In Denver we get sun, rain, snow, sleet, hail. And then comes the next day. Today, a clear, bright and breezy 75 degrees Fahrenheit, photographers out snapping chamber of commerce pictures, the power goes out. It’s put us behind schedule.

Speaking of power outages, starting April 22 equity markets developed voltage problems. IR professionals, we’ve got two words for when you meet the CFO in the hallway and she asks, “What’s up with the stock market?”

Risk Management. What two words did you think we were going to offer? “Risk Management” is why the same stocks that were up yesterday can be down today. We saw surging European and Asian inflows April 22, and a reversal of the same inflows on April 27.

From the IR chair, it’s flummoxing. Your nearest peer, in the same industry, about the same market cap, doing similar things, reports results on April 22 and beats expectations and soars 10% in a day. You then report the same good results almost pound-for-pound, a handy beat. And your stock declines three percent.

What gives?

Time for those two words: “Risk Management.” Large portfolio trading schemes such as pension and investment funds may hold an array of securities. Let’s say euro-zone bonds, currency futures, US Treasuries and US growth stocks. Suppose these investments are protected with risk metrics software from SAS, and trading-desk level systems from prime brokers JP Morgan and Deutsche Bank. These systems are designed to monitor and maintain portfolio risk and return within certain parameters.

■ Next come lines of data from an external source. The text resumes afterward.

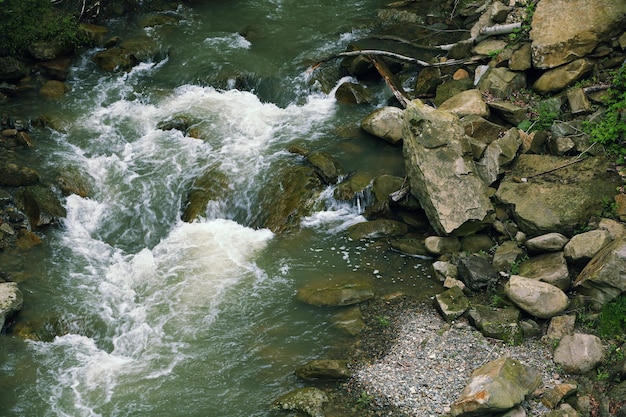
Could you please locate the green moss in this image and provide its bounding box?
[583,64,626,163]
[598,295,626,339]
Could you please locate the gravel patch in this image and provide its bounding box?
[352,305,565,417]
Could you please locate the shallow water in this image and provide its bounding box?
[0,0,438,417]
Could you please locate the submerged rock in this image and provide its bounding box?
[181,167,228,222]
[296,359,352,379]
[274,387,330,417]
[0,282,24,330]
[296,274,374,307]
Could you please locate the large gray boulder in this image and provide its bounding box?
[0,282,24,330]
[519,252,572,291]
[574,238,626,307]
[476,128,522,186]
[451,358,541,417]
[504,275,569,319]
[563,229,612,266]
[530,0,626,68]
[403,100,494,236]
[554,333,604,374]
[495,154,620,237]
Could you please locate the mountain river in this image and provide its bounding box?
[0,0,438,417]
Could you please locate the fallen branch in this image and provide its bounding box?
[368,55,411,108]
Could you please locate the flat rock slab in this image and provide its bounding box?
[495,154,620,237]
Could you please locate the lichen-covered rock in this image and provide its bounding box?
[554,333,604,374]
[403,100,494,236]
[524,232,569,252]
[361,106,404,145]
[451,358,541,417]
[347,219,409,240]
[495,154,620,237]
[504,275,569,319]
[563,229,612,265]
[574,238,626,307]
[306,151,343,185]
[435,287,469,321]
[468,305,524,345]
[530,0,626,68]
[439,89,489,117]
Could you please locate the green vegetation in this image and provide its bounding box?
[583,64,626,163]
[0,0,87,54]
[598,295,626,340]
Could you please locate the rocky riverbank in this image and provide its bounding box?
[0,0,626,417]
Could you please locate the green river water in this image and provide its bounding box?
[0,0,444,417]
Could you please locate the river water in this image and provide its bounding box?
[0,0,437,417]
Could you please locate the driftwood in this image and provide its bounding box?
[368,55,411,108]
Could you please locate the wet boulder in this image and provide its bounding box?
[574,238,626,307]
[306,151,343,185]
[0,282,24,330]
[273,387,330,417]
[504,275,569,319]
[530,0,626,68]
[296,359,352,380]
[361,106,404,145]
[93,36,159,71]
[451,358,541,417]
[435,287,469,322]
[0,56,28,82]
[439,89,489,117]
[0,160,39,187]
[260,166,322,233]
[296,274,374,307]
[333,306,366,336]
[39,80,70,100]
[563,229,613,266]
[333,174,371,201]
[495,154,619,237]
[403,100,494,236]
[181,167,228,222]
[16,185,67,229]
[348,219,409,240]
[478,67,526,99]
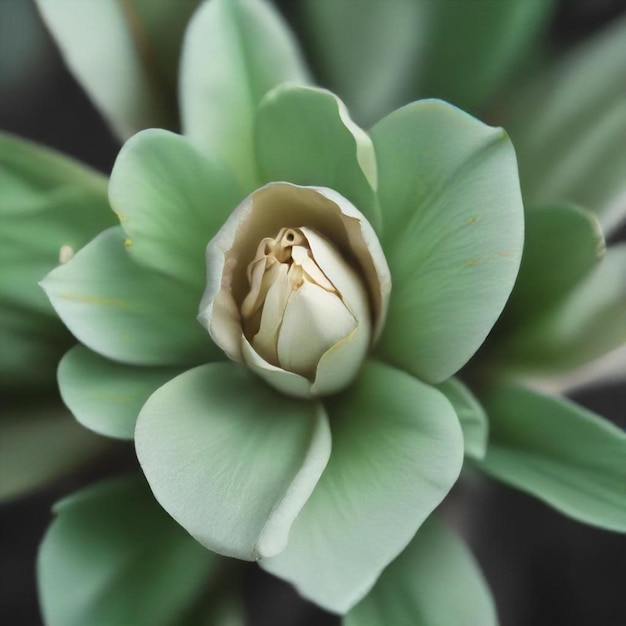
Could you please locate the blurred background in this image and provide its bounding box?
[0,0,626,626]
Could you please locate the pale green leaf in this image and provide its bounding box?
[372,100,524,383]
[135,362,331,560]
[480,386,626,532]
[261,362,463,613]
[180,0,307,190]
[58,346,181,439]
[42,227,217,365]
[37,477,217,626]
[343,517,498,626]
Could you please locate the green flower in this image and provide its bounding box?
[42,0,523,612]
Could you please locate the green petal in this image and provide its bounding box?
[256,85,380,225]
[437,378,489,459]
[37,0,197,139]
[505,18,626,234]
[135,363,330,560]
[498,244,626,374]
[109,130,242,290]
[411,0,556,112]
[261,363,463,613]
[41,227,217,365]
[37,478,217,626]
[372,101,524,383]
[499,206,605,332]
[180,0,308,190]
[58,346,180,439]
[0,133,115,314]
[0,404,108,500]
[303,0,424,125]
[343,517,498,626]
[480,386,626,532]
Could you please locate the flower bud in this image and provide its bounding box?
[199,183,391,397]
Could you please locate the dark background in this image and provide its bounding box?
[0,0,626,626]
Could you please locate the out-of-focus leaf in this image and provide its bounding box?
[304,0,426,125]
[37,477,217,626]
[343,516,498,626]
[479,386,626,532]
[503,18,626,229]
[37,0,198,139]
[0,402,108,500]
[496,244,626,374]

Greece’s bailout is approved. The systems determine that this will strengthen the US dollar, thus weakening inflows to US equities from European and Asian sources. The systems themselves execute automated trades, complete with offsetting derivatives, to control risk.

This behavior causes a domino effect. The same securities the system said to buy last week are now the ones it sells. That triggers other limit orders and stop-losses, changes the nature and size of passive market-making trades, and attracts statistical arbitragers finding fleeting imbalances. And because ONE variable in the overall risk-management schematic is different – maybe a risk metric is the ratio of dollars on reserve at the European Central Bank, which has just returned a bundle of them to the US Federal Reserve – it over-corrects.

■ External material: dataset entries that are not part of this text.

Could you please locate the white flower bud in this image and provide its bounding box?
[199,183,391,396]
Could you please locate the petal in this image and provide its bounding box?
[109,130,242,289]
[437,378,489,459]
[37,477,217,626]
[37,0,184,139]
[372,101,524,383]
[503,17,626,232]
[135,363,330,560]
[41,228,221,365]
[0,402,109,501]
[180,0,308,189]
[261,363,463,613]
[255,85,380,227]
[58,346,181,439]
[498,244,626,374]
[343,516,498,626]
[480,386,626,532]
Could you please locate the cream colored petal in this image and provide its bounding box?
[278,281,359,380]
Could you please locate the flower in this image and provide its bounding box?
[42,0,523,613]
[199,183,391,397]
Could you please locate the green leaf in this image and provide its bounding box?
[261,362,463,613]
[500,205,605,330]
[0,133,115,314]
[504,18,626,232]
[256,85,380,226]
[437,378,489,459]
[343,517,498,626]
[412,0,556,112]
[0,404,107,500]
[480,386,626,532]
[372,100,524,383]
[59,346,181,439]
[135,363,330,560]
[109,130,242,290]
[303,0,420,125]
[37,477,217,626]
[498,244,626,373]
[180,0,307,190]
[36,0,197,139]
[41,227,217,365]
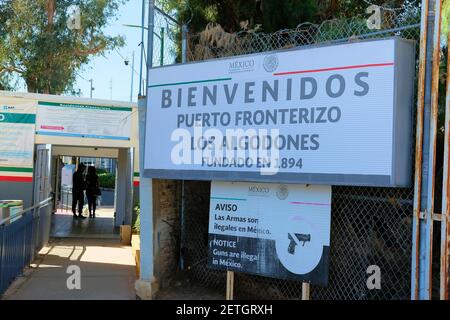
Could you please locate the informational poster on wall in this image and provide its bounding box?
[36,101,132,140]
[208,181,331,286]
[144,38,415,187]
[61,164,76,187]
[0,99,36,171]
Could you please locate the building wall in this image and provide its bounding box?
[0,181,33,209]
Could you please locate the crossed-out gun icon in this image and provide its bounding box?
[288,233,311,254]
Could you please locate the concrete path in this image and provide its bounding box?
[50,207,120,239]
[3,239,136,300]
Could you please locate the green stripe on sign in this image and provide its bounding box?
[211,197,247,201]
[148,78,231,88]
[0,167,33,172]
[39,101,133,111]
[0,112,36,124]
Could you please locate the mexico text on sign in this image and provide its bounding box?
[144,38,414,186]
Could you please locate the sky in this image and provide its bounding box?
[74,0,170,102]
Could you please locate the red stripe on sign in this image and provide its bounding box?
[291,201,331,207]
[0,176,33,182]
[41,126,64,131]
[273,62,394,76]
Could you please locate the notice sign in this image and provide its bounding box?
[145,39,414,186]
[208,181,331,286]
[36,101,132,140]
[0,101,36,170]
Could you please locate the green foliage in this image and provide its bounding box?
[97,172,116,189]
[158,0,318,32]
[0,0,126,94]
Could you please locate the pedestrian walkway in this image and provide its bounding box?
[3,238,136,300]
[50,207,119,239]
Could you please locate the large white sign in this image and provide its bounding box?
[0,101,36,170]
[208,181,331,285]
[145,38,414,186]
[36,101,132,140]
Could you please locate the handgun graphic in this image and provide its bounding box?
[288,233,311,254]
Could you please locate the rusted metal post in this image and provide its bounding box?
[411,0,428,300]
[411,0,442,299]
[440,33,450,300]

The next day, the system tries to rebalance the overcorrection, producing a spike in US securities again. Commentators bray about renewed enthusiasm for US economic growth, which in fact plays almost no role. Leveraged ETFs had just today adapted to yesterday’s big risk-management change. Now those are out of balance.

Suddenly, inefficiencies abound. Passive market-making systems aren’t getting liquidity to the right spots fast enough. Stat arbs are executing simultaneous offsetting trades in ten different market centers, creating the illusion of movement where none exists.

And the next day, the risk-management system tries to rebalance again.

This is how you get great volatility in markets designed to function smoothly and efficiently.

You don’t need to explain it in detail to your CFO. But you should be able to say, “We have integrated global markets. Our results, which were great for our active investors, now are secondary to global risk management. That’s the reason we’re under pressure. It’s a portfolio problem.”

But portfolio problems are our problems too. What’s the answer? We invite your suggestions. Meantime, be sure management doesn’t take it personally. It’s not always about you.